Am 29. Dezember 2023 kam es zu einer bemerkenswerten Begegnung im Wald bei Ulm-Greifenstein im Lahn-Dill-Kreis. Zwei Reiterinnen, Anika Haas und Marion Mutz, waren mit ihren Pferden und zwei Hunden unterwegs, als plötzlich ein Wolf auftauchte und die beiden 20 Minuten lang verfolgte. Trotz ihrer Versuche, den Wolf durch lautes Rufen und Klatschen zu vertreiben, blieb das Tier unbeirrt und betrachtete sie weiterhin. Die Situation war für die Reiterinnen angsteinflößend und brachte ein Gefühl der Hilflosigkeit mit sich. Das Hessische Wolfszentrum bestätigte daraufhin anhand von Videos, dass es sich tatsächlich um einen Wolf handelte, und erklärte, dass dieses Verhalten als „wolfstypisch“ eingestuft werden kann, da Wölfe Menschen auf Pferden oft nicht als Bedrohung wahrnehmen.
Die Region um Greifenstein gehört zu den sechs Wolfsterritorien in Hessen, in denen mindestens ein Wolf nachgewiesen wurde. Experten haben festgestellt, dass intensive Begegnungen zwischen Menschen und Wölfen selten sind, jedoch in der letzten Zeit eine Zunahme von Rissfunden in der Umgebung beobachtet wurde, darunter auch ein gerissener Damhirsch. Der Umgang mit Wölfen ist ein kontroverses Thema, vor allem seit 2011, als Wölfe wieder in Hessen nachgewiesen wurden. Im Jahr 2023 wurde die Verantwortung für den Umgang mit diesen Tieren von der Naturschutzverwaltung zur Jagdbehörde übertragen.
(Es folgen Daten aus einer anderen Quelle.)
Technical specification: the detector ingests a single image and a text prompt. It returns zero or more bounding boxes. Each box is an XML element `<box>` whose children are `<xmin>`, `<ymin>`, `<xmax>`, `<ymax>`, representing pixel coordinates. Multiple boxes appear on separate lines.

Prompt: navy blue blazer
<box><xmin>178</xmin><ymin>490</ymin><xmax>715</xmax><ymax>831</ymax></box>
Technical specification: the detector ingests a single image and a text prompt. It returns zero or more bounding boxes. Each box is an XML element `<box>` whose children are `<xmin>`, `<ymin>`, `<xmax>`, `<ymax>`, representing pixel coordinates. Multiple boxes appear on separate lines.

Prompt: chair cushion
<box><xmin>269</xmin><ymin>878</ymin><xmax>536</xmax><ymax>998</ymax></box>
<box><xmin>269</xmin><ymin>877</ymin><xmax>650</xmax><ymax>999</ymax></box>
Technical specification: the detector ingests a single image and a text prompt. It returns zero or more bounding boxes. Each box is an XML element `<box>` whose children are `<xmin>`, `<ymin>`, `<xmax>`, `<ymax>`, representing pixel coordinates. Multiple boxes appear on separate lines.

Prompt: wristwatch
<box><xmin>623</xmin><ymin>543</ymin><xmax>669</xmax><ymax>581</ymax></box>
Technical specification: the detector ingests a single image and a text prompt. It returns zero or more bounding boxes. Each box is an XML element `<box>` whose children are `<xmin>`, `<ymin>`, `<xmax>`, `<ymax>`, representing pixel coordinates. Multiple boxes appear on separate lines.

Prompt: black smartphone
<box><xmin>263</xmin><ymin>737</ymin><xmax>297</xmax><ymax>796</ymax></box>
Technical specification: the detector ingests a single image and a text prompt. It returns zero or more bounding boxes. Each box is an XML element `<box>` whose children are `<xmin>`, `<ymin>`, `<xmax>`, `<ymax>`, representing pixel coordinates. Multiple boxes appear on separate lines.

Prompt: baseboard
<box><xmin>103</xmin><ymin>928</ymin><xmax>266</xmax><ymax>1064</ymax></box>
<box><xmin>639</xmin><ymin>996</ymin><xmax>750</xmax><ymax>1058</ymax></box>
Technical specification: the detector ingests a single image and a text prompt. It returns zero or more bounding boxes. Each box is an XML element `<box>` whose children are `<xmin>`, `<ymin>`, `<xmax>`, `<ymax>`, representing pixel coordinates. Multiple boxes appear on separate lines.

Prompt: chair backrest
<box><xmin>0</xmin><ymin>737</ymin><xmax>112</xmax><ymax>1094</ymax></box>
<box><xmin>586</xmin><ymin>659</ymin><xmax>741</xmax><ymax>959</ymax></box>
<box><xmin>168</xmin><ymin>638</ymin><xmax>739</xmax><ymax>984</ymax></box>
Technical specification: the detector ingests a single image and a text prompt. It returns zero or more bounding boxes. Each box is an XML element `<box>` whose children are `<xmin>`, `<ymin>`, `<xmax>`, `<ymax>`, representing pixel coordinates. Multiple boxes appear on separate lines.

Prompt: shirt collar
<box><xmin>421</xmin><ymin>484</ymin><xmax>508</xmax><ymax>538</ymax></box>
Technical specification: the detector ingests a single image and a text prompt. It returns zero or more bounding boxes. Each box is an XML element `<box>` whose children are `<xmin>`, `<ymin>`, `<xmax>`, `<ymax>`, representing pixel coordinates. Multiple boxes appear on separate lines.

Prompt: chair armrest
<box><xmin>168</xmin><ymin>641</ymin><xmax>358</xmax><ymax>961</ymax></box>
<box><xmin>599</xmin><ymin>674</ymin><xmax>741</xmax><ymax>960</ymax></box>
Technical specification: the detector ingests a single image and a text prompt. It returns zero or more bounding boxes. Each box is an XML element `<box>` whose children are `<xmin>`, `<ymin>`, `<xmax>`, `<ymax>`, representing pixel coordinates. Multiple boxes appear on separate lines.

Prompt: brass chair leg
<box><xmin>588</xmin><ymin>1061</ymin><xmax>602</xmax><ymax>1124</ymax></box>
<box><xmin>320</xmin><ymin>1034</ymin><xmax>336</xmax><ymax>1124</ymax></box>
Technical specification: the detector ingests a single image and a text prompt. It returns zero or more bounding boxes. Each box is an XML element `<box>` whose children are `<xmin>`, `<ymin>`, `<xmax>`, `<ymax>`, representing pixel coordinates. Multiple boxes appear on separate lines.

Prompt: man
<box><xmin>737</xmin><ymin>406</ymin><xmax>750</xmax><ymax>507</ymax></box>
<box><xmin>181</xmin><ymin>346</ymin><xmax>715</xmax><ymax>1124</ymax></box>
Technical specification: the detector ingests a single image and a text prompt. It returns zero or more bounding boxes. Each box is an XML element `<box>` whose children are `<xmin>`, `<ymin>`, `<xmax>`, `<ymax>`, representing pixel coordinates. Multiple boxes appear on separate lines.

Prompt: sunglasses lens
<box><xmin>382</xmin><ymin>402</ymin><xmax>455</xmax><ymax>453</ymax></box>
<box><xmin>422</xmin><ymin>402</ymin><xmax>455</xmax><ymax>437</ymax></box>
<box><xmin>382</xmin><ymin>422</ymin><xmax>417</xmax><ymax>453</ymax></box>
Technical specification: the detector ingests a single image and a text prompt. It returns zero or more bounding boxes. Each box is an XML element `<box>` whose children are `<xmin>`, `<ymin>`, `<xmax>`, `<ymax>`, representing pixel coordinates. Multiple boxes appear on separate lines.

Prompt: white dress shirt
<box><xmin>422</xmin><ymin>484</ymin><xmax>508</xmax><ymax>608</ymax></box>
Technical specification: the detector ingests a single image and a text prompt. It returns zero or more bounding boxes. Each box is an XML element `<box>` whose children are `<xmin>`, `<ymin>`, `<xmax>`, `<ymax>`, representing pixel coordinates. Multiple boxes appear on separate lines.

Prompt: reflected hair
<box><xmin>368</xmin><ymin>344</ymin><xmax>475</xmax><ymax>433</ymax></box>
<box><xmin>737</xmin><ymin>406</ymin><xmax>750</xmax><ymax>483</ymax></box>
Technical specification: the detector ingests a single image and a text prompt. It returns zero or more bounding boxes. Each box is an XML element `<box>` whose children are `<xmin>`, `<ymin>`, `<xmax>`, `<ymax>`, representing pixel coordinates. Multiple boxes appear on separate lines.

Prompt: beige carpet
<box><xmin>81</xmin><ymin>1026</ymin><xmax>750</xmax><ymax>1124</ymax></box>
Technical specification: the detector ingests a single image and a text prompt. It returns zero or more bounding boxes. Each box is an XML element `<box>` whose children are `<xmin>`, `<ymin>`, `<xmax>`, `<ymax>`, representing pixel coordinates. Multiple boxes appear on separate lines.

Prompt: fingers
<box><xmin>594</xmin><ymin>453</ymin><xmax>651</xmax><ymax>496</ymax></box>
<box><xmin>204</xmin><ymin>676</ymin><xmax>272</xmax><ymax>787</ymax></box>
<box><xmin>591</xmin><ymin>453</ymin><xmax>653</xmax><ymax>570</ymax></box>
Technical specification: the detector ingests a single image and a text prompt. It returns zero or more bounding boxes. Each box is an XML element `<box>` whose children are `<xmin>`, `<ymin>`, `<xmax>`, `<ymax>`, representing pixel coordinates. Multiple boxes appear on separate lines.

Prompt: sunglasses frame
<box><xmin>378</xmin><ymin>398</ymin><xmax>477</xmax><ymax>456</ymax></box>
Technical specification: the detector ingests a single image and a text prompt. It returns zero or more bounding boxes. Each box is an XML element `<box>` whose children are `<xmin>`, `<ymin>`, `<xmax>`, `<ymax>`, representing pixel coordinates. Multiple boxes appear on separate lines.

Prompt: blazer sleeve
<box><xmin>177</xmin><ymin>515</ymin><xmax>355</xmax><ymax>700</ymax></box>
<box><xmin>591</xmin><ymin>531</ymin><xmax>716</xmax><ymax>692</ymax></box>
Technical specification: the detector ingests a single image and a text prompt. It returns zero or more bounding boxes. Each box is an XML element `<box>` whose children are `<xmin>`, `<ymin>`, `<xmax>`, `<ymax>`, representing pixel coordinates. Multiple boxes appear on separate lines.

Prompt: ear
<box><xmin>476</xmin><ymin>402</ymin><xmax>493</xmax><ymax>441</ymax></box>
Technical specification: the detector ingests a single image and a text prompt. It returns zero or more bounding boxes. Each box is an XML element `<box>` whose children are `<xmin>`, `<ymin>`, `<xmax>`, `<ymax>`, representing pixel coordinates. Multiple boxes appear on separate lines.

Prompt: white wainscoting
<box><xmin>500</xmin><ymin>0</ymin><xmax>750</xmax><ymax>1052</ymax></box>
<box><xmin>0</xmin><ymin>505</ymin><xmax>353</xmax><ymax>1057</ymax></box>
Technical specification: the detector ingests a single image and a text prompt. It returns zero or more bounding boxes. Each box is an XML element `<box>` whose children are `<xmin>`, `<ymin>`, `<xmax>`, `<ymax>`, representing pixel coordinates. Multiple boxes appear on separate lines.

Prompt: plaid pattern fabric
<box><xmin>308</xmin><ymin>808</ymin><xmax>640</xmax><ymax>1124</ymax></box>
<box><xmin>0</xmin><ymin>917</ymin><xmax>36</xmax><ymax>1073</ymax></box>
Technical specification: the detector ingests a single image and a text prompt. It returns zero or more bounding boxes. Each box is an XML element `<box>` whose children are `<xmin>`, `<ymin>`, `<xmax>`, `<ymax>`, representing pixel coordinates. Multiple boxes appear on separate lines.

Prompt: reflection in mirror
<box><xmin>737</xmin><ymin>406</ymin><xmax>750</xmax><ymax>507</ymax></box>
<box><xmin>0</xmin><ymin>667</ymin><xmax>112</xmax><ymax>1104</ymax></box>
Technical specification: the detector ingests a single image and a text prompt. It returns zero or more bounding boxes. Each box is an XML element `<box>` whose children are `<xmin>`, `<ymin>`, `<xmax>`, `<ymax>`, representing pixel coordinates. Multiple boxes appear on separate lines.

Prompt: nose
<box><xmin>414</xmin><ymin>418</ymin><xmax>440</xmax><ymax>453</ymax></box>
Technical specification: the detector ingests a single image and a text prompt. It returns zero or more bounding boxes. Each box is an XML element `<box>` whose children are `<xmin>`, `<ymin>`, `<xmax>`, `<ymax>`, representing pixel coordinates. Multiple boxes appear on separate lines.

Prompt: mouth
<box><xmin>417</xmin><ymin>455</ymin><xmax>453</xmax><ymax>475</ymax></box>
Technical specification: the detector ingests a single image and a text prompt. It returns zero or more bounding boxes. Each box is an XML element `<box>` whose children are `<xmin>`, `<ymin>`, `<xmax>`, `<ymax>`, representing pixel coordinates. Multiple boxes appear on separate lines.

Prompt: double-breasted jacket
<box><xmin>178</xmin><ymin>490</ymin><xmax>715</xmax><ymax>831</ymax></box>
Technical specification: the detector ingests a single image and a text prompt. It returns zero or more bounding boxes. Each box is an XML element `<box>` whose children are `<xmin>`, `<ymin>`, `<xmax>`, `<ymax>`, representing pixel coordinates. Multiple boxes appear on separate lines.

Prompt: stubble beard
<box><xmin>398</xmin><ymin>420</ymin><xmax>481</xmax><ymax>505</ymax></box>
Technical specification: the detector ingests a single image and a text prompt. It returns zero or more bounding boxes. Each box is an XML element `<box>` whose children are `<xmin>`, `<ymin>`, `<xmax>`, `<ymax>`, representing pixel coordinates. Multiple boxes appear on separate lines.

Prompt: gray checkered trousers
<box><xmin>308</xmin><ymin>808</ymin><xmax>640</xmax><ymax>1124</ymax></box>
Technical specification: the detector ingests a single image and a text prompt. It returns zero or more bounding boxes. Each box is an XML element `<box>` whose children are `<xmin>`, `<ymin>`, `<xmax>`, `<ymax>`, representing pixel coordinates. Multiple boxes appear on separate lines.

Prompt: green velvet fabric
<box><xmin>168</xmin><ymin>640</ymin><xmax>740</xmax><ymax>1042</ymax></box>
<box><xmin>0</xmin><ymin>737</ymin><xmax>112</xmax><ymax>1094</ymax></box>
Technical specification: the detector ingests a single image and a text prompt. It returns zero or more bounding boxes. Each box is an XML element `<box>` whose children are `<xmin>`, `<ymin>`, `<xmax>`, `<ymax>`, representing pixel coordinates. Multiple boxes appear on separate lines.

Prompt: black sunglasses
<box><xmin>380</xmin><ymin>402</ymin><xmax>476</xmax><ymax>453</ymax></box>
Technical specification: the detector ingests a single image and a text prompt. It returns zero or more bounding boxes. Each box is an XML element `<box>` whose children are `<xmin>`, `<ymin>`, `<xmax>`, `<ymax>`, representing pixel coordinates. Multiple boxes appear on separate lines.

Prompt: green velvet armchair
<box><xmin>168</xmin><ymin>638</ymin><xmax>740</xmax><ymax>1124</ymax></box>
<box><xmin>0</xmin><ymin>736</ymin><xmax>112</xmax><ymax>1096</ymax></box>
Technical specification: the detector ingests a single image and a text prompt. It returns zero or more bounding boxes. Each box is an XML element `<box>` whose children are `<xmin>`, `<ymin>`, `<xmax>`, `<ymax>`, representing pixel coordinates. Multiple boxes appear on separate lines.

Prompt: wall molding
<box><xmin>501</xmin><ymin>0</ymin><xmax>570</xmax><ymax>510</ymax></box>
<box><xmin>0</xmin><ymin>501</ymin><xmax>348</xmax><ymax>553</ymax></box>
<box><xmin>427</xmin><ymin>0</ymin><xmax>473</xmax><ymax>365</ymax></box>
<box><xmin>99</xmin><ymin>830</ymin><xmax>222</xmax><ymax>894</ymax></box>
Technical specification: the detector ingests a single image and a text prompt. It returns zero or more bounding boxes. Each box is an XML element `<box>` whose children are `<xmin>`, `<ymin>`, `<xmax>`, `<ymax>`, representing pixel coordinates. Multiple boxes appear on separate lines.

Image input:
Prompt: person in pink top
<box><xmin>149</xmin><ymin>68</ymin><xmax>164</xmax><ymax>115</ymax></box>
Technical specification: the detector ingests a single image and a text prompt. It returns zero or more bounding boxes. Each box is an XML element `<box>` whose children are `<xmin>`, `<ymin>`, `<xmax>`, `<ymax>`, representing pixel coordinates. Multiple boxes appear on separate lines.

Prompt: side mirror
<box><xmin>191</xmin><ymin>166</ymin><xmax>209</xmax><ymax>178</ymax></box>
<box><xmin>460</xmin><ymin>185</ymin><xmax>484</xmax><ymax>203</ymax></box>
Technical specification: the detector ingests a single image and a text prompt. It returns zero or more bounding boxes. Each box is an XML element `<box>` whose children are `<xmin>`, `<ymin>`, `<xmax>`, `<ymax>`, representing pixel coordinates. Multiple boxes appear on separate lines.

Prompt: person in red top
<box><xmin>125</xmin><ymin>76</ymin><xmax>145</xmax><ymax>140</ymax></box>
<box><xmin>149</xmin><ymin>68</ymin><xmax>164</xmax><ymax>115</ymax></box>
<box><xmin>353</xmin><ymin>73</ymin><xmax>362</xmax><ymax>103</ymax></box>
Angst und Vorsichtsmaßnahmen
Die Erlebnisse der Reiterinnen haben deutliche Spuren hinterlassen. Anika Haas meidet seit der Begegnung den Wald aus Angst, während Marion Mutz nur noch mit Pfefferspray in den Wald geht. Laut Moritz Frey vom Wolfszentrum sollten Menschen, denen ein Wolf begegnet, laut rufen, sich langsam entfernen und dem Tier zugewandt bleiben. Dies könnte helfen, die Situation zu deeskalieren.
Die Diskussion über Wölfe in Deutschland wird durch unterschiedliche Vorstellungen geprägt. Studien zeigen, dass Wölfe in Kulturlandschaften nicht gefährlicher sind als in einsamen Gebieten oder da, wo sie bejagt werden. In Ländern wie Italien oder Polen gibt es keine Hinweise darauf, dass Wölfe auf Menschen unvorsichtiger reagieren. Wie das BMU erklärt, sind Wolfsangriffe auf Menschen äußerst selten. In der Regel sind Tollwut, Provokationen oder eine Futterkonditionierung die Hauptursachen für aggressive Verhaltensweisen. Tollwut wurde in Deutschland seit 2008 ausgerottet, was die Wahrscheinlichkeit solcher Angriffe weiter verringert.
Wölfe in Deutschland
Um die Hintergründe zu verstehen, ist es wichtig, die Geschichte des Wolfs in Deutschland zu betrachten. Nach rund 150 Jahren des Aussterbens wurden 2000 die ersten Wolfswelpen in Freiheit in der sächsischen Oberlausitz geboren. Seitdem erobern sich die Tiere langsam ihre früheren Lebensräume zurück und ziehen jährlich Nachkommen auf. Im November 2024 lebten in Deutschland bereits 209 Wolfsrudel, 46 Paare und 19 sesshafte Einzeltiere. Der Anstieg der Territorien verzeichnete im Vergleich zum Vorjahr ein Wachstum von etwa 3,5 Prozent.
Wölfe sind anpassungsfähige Tiere, die keine unberührte Wildnis benötigen, sondern Überlebenschancen dort finden, wo genügend Nahrung vorhanden ist und der Mensch sie toleriert. Allerdings gestaltet sich die Rückkehr des Wolfs in Deutschland eher als ein Flickenteppich und nicht flächendeckend. Die Herausforderungen und Ängste, die bei den Menschen durch die Wolfsrückkehr ausgelöst werden, müssen ernst genommen werden, während gleichzeitig geraten wird, nicht sofort mit Aggression auf die Rückkehr dieser Tiere zu reagieren. Laut dem NABU gewöhnen sich Wölfe an menschliche Anwesenheit, was nicht zwangsläufig zu einem problematischen Verhalten führt, solange keine negativen Erfahrungen vorliegen.